IV Où il est prouvé que la reconnaissance était une des vertus de M. de Saint-Luc.

Le lendemain du jour où M. de Monsoreau avait fait, à la table de M. le duc d'Anjou, cette piteuse mine qui lui avait valu la permission de s'aller coucher avant la fin du repas, le gentilhomme se leva de grand matin, et descendit dans la cour du palais.

Il s'agissait de retrouver le palefrenier à qui il avait déjà eu affaire, et, s'il était possible, de tirer de lui quelques renseignements sur les habitudes de Roland.

Le comte réussit à son gré. Il entra sous un vaste hangar, où quarante chevaux magnifiques grugeaient, à faire plaisir, la paille et l'avoine des Angevins.

Le premier coup d'œil du comte fut pour chercher Roland; Roland était à sa place, et faisait merveille parmi les plus beaux mangeurs.

Le second fut pour chercher le palefrenier.

Il le reconnut debout, les bras croisés, regardant, selon l'habitude de tout bon palefrenier, de quelle façon, plus ou moins avide, les chevaux de son maître mangeaient leur provende habituelle.

– Eh! l'ami, dit le comte, est-ce donc l'habitude des chevaux de monseigneur de revenir à l'écurie tout seuls, et les dresse-t-on à ce manège-là?

– Non, monsieur le comte, répondit le palefrenier. À quel propos Votre Seigneurie me demande-t-elle cela?

– À propos de Roland.

– Ah! oui, qui est venu seul hier; oh! cela ne m'étonne pas de la part de Roland, c'est un cheval très intelligent.

– Oui, dit Monsoreau, je m'en suis aperçu; la chose lui était-elle donc déjà arrivée?

– Non, monsieur; d'ordinaire il est monté par monseigneur le duc d'Anjou, qui est excellent cavalier, et qu'on ne jette point facilement à terre.

– Roland ne m'a point jeté à terre, mon ami, dit le comte, piqué qu'un homme, cet homme fût-il un palefrenier, pût croire que lui, le grand veneur de France, avait vidé les arçons; car, sans être de la force de M. le duc d'Anjou, je suis assez bon écuyer. Non, je l'avais attaché au pied d'un arbre pour entrer dans une maison. À mon retour, il était disparu; j'ai cru, ou qu'on l'avait volé, ou que quelque seigneur, passant par les chemins, m'avait fait la méchante plaisanterie de le ramener, voilà pourquoi je vous demandais qui l'avait fait rentrer à l'écurie.

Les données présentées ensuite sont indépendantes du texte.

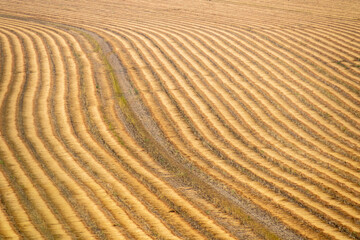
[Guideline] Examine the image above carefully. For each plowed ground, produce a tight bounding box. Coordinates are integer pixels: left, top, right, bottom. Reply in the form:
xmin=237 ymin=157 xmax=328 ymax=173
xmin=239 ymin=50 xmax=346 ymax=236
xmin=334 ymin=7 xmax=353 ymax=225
xmin=0 ymin=0 xmax=360 ymax=239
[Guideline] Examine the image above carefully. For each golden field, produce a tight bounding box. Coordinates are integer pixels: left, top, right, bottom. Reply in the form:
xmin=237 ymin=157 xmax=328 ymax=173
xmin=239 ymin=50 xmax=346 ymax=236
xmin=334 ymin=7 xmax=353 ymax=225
xmin=0 ymin=0 xmax=360 ymax=240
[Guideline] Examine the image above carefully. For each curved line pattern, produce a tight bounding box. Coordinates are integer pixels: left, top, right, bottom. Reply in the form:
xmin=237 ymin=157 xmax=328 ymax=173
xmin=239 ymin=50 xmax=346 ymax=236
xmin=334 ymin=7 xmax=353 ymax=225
xmin=0 ymin=0 xmax=360 ymax=239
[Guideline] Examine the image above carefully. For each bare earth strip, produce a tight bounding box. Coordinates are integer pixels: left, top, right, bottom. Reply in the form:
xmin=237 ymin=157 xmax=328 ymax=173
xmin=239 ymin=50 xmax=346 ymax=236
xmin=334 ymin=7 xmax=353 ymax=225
xmin=0 ymin=0 xmax=360 ymax=239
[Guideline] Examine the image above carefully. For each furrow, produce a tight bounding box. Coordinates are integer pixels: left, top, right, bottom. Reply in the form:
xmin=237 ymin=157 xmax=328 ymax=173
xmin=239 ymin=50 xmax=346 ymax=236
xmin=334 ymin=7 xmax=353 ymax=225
xmin=119 ymin=25 xmax=357 ymax=236
xmin=104 ymin=26 xmax=332 ymax=240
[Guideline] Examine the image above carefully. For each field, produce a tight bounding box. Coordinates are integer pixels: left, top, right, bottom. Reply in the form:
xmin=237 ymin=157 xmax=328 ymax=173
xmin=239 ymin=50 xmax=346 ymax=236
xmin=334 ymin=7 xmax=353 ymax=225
xmin=0 ymin=0 xmax=360 ymax=239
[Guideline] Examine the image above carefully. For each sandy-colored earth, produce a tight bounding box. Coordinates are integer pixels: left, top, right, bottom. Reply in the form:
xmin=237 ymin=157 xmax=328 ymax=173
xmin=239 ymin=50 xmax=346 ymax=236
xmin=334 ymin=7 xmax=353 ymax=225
xmin=0 ymin=0 xmax=360 ymax=239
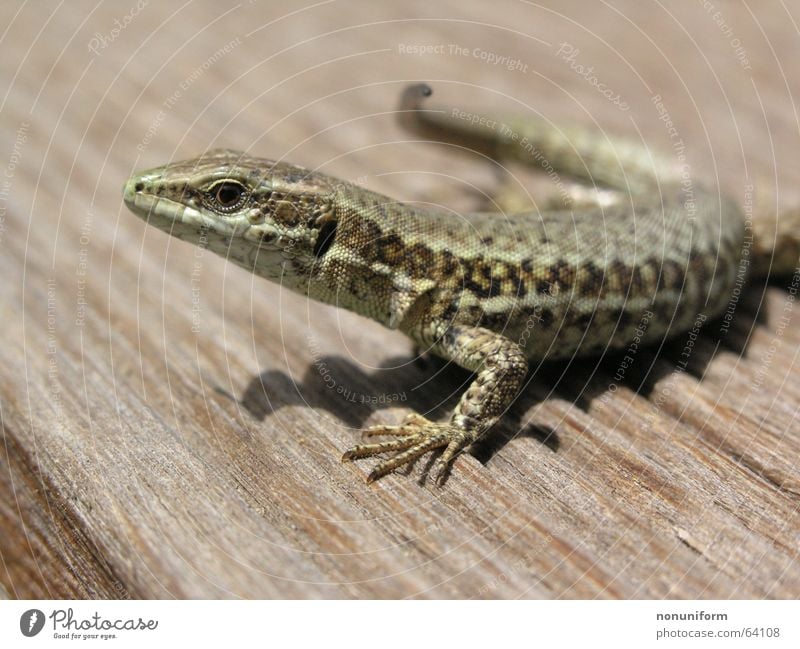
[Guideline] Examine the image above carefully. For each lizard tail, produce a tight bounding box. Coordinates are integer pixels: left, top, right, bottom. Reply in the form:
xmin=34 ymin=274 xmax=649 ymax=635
xmin=751 ymin=207 xmax=800 ymax=277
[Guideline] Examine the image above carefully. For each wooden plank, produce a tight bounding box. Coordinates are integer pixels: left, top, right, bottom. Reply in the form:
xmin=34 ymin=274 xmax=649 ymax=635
xmin=0 ymin=0 xmax=800 ymax=598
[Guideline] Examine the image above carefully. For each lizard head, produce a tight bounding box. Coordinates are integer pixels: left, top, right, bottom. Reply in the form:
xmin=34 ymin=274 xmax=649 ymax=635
xmin=123 ymin=149 xmax=341 ymax=285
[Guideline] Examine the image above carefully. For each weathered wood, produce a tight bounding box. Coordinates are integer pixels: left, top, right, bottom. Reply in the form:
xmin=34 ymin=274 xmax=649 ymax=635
xmin=0 ymin=0 xmax=800 ymax=598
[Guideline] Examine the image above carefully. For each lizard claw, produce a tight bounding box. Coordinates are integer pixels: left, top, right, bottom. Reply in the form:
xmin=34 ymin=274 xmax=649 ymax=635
xmin=342 ymin=413 xmax=472 ymax=485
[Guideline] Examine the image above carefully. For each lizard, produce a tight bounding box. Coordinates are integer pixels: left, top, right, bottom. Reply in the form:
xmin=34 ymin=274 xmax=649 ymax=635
xmin=123 ymin=84 xmax=800 ymax=484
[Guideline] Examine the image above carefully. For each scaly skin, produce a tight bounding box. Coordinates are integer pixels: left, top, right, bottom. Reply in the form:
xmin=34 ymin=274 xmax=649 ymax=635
xmin=124 ymin=85 xmax=798 ymax=481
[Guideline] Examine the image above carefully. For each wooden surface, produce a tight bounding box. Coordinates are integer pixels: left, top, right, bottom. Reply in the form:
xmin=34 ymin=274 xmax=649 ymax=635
xmin=0 ymin=0 xmax=800 ymax=598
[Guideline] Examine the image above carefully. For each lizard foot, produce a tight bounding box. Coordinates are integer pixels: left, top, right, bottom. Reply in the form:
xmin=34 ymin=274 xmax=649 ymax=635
xmin=342 ymin=414 xmax=473 ymax=484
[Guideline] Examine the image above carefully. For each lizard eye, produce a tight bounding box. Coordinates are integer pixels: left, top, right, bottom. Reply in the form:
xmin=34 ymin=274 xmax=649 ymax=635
xmin=208 ymin=180 xmax=246 ymax=212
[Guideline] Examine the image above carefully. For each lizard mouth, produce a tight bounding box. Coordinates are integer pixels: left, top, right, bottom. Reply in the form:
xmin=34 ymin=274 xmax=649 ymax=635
xmin=122 ymin=176 xmax=185 ymax=221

– Il est rentré seul, comme le majordome a eu l'honneur de le dire hier à monsieur le comte.

– C'est étrange, dit Monsoreau.

Il resta un moment pensif, puis, changeant de conversation:

– Monseigneur monte souvent ce cheval, dis-tu?

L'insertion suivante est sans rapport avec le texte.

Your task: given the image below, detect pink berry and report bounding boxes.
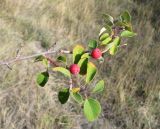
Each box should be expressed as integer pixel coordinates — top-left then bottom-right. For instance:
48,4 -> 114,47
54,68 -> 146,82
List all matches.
91,48 -> 102,59
69,64 -> 80,75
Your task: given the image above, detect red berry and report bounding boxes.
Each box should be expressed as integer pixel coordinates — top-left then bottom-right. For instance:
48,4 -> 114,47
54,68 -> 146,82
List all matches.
69,64 -> 80,75
91,48 -> 102,59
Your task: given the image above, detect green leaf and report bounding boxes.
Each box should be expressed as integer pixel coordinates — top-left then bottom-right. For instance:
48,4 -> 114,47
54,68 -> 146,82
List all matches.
58,88 -> 70,104
105,25 -> 112,34
83,98 -> 101,121
78,58 -> 88,75
81,53 -> 90,59
34,55 -> 45,62
57,55 -> 67,63
101,37 -> 112,45
53,67 -> 71,78
71,92 -> 83,104
36,71 -> 49,87
86,62 -> 97,83
93,80 -> 104,93
73,45 -> 84,64
121,30 -> 137,37
88,40 -> 98,49
120,11 -> 131,23
109,37 -> 120,55
42,58 -> 48,67
99,33 -> 109,41
102,14 -> 114,26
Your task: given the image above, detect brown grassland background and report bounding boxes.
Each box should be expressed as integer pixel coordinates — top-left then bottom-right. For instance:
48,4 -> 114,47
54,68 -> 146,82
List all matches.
0,0 -> 160,129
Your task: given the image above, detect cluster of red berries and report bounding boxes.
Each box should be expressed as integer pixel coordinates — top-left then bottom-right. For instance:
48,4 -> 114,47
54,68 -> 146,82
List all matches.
69,48 -> 102,75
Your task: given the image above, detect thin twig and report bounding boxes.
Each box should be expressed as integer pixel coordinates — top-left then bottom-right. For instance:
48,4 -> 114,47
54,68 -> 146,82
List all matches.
0,50 -> 72,66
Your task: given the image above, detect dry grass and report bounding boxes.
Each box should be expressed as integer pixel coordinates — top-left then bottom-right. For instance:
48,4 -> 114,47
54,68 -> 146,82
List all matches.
0,0 -> 160,129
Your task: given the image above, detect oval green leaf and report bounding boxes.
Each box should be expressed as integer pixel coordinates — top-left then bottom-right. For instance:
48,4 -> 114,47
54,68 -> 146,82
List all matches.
109,37 -> 120,55
73,45 -> 84,64
57,55 -> 67,63
88,40 -> 98,49
71,92 -> 83,104
99,33 -> 109,41
78,58 -> 88,75
103,14 -> 114,26
92,80 -> 104,93
58,88 -> 70,104
83,98 -> 101,121
120,11 -> 131,23
121,30 -> 137,37
86,62 -> 97,83
53,67 -> 71,78
36,71 -> 49,87
101,37 -> 112,45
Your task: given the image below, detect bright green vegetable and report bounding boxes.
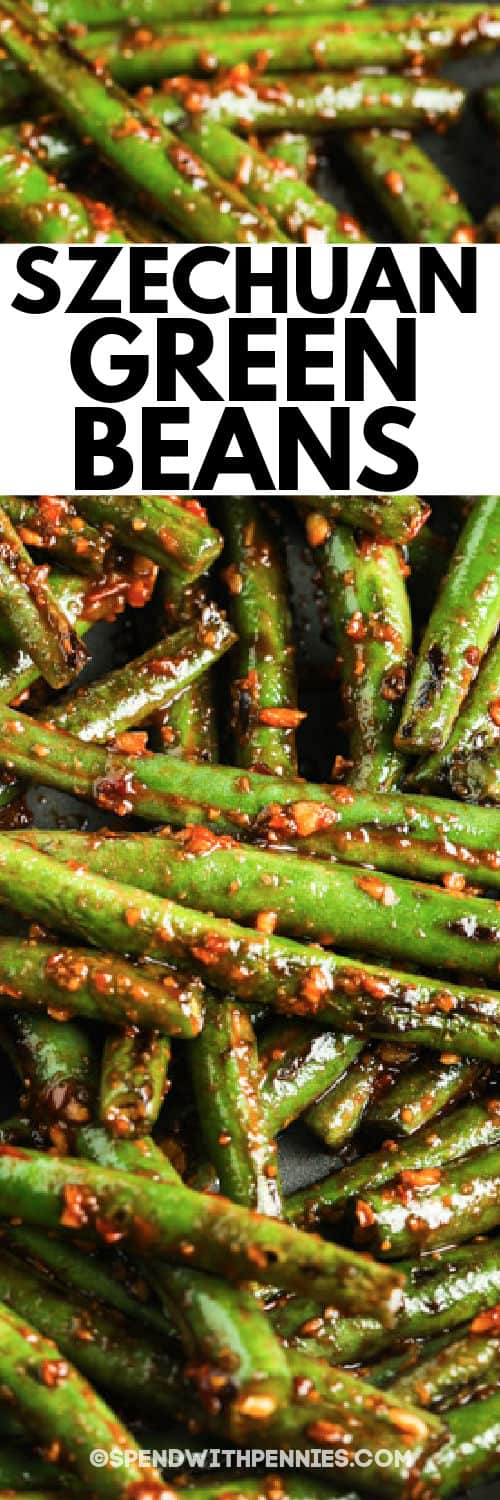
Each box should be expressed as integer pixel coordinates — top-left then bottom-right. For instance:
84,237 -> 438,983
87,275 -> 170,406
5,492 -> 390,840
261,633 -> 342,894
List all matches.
0,1307 -> 167,1500
344,129 -> 476,245
260,1022 -> 362,1134
287,1100 -> 500,1224
305,1052 -> 380,1151
0,510 -> 89,687
99,1026 -> 171,1139
411,641 -> 500,788
356,1146 -> 500,1257
222,495 -> 297,776
0,0 -> 281,241
10,747 -> 500,888
317,525 -> 411,792
78,5 -> 500,89
189,999 -> 281,1218
395,495 -> 500,753
0,822 -> 500,1061
0,1146 -> 401,1322
0,938 -> 203,1038
368,1058 -> 480,1136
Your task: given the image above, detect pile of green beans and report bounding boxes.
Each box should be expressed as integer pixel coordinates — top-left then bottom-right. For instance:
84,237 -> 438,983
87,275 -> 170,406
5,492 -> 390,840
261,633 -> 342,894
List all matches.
0,495 -> 500,1500
0,0 -> 500,243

– Il le montait presque tous les jours, avant que ses équipages ne fussent arrivés.

– Son Altesse est rentrée tard hier?

– Une heure avant vous, à peu près, monsieur le comte.

– Et quel cheval montait le duc? n'était-ce pas un cheval bai-brun, avec les quatre pieds blancs et une étoile au front?

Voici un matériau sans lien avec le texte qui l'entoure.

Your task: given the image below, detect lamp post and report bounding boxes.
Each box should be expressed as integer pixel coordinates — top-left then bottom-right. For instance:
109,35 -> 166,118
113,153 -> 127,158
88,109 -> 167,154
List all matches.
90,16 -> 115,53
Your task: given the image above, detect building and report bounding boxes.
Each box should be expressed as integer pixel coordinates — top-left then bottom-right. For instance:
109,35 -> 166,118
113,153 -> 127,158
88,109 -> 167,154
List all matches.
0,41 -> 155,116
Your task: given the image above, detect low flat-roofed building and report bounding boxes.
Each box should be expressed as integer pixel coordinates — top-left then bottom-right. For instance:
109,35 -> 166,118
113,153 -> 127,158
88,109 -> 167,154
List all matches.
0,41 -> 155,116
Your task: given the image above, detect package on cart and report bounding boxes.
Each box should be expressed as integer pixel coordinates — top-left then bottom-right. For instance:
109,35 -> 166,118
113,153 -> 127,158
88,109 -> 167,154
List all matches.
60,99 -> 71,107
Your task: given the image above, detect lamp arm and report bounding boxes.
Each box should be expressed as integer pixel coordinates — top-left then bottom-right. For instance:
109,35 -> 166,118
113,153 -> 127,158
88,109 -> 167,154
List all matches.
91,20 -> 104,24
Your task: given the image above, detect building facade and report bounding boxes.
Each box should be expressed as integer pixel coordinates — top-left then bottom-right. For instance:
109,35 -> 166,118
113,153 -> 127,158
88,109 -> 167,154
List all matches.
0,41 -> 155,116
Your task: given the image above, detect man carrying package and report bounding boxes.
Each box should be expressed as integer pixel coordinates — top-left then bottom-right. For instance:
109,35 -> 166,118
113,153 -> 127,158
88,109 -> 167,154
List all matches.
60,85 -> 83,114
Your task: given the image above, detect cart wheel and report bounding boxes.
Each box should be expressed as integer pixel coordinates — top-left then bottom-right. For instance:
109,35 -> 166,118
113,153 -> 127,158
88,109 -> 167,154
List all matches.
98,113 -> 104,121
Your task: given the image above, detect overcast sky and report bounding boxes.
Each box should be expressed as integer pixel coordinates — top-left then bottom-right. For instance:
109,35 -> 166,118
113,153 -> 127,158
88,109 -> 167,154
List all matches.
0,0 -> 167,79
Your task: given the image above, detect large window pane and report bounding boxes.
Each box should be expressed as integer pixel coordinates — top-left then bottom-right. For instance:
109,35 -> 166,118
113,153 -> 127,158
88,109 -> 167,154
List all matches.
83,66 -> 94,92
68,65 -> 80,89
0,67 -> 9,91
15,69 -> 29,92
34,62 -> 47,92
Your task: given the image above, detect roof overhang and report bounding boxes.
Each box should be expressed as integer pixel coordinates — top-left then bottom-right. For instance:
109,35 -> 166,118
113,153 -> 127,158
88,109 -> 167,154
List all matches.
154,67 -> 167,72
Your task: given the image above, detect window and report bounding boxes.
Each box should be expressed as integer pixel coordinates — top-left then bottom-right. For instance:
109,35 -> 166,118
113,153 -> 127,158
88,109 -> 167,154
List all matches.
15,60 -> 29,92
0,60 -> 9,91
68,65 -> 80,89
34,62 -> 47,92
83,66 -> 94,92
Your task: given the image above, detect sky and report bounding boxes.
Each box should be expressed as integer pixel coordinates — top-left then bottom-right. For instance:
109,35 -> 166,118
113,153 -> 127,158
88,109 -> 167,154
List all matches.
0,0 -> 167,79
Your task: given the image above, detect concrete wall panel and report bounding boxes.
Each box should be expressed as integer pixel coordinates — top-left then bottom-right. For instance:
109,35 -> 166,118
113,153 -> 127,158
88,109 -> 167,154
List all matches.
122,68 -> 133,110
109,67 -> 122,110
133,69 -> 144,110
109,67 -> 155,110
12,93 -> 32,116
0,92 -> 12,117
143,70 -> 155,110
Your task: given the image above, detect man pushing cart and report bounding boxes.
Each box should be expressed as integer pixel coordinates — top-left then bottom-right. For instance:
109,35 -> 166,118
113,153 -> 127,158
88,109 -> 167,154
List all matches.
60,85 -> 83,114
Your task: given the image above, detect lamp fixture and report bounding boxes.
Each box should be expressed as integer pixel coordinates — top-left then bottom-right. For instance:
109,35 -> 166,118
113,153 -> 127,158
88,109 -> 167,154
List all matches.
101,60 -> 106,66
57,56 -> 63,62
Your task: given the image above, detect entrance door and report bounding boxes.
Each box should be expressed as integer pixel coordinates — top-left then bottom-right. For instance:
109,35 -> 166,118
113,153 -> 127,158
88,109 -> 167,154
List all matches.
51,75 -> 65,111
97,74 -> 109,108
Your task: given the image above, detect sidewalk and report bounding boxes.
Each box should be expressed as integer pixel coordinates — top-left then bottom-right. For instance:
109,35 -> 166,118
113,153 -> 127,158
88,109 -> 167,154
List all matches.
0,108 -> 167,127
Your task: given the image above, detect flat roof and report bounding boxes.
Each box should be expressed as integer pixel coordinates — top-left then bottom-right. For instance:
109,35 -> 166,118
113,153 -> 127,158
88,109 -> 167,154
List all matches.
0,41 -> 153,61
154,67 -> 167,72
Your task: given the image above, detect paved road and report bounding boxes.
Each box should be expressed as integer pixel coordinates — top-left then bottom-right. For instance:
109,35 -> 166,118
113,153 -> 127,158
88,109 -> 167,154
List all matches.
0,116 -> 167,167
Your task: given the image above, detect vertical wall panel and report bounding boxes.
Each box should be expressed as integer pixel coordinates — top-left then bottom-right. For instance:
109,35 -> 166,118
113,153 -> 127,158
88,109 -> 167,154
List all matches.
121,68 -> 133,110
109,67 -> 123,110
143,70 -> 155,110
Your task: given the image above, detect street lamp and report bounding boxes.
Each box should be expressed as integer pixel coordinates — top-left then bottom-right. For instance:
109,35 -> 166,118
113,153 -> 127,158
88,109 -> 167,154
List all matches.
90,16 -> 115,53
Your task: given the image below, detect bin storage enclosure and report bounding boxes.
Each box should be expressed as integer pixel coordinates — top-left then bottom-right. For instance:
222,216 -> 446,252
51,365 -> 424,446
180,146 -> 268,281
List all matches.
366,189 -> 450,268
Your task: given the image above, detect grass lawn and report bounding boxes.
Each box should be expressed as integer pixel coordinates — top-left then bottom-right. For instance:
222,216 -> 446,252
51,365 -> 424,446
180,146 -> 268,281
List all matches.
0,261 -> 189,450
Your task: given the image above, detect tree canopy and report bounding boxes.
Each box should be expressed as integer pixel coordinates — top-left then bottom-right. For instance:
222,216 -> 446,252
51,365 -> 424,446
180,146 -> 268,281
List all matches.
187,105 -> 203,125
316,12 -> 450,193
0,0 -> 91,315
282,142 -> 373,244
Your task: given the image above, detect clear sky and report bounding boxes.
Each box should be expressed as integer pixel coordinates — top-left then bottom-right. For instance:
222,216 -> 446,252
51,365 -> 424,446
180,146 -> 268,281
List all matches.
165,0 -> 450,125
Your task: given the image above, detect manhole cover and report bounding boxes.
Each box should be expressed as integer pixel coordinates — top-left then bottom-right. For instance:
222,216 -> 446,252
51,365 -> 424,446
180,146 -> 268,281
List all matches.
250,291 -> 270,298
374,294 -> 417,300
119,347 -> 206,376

– Non, monsieur, dit le palefrenier; hier Son Altesse montait Isohn, que voici.

– Et, dans l'escorte du prince, il n'y avait pas un gentilhomme montant un cheval tel que celui dont je te donne le signalement?

– Je ne connais personne ayant un pareil cheval.

– C'est bien, dit Monsoreau avec une certaine impatience d'avancer si lentement dans ses recherches, C'est bien! merci! Selle-moi Roland.